Was a judgment issued?
In most cases, garnishment occurs after a judgment has been issued. You can either go to a courthouse, or check the Minnesota Courts public records online to see if a judgment has been issued (for Minnesota residents only).
Minnesota does have a pre-judgment garnishment statute. The majority of garnishments, however, occur after a judgment has been issued.
If a judgment has been issued, the court made a decision in your case. The only way to undue a judgment is to make a motion to vacate, which usually requires the assistance of an attorney. A motion to vacate does not win the case, but sets aside the judgment and restarts the case, allowing a person to defend the case on the merits.
Were you ever served?
In order to have a judgment against you, you must be served with a summons and complaint.
In some cases, a judgment is issued even though an individual was never served with the lawsuit. In many cases, a spouse or another person residing at the house was served and never told the actual person being sued. If you go to the courthouse in your county, you can check the affidavit of service (attached to the summons and complaint) to see who was served.
If you were never served with the summons and complaint, contact an attorney about making a motion to vacate.
Did you receive an exemption notice?
In Minnesota, certain types of income are exempt from a garnishment.
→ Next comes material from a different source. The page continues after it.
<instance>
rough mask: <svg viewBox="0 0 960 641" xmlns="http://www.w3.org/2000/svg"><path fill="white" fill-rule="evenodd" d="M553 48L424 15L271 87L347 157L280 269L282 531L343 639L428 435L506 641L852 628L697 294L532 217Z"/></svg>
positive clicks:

For example, many forms of government benefits are exempt from garnishment. Most exemption notices specifically list the types of income that are exempt, so be sure to look carefully.
If you did not receive an exemption notice, you should contact the creditor and request that they send you a form. If you have any concerns, you should contact an attorney.
Is it a joint account?
The Minnesota Supreme Court, recently discussed garnishing joint accounts and made three important holdings:
- A judgment creditor may serve a garnishment summons on a garnishee, attaching funds in a joint account to satisfy the debt of an account holder, even though not all of the account holders are judgment debtors.
- Account holders bear the burden of establishing net contributions to a joint account during a garnishment proceeding.
- A judgment debtor is initially, but rebuttably, presumed to own all of the funds in a joint account, and if the presumption is not rebutted, all of the funds in a joint account are subject to garnishment.
Joint accounts present special problems (and special solutions); if you have questions about the garnishment of a joint account, you should contact a consumer lawyer.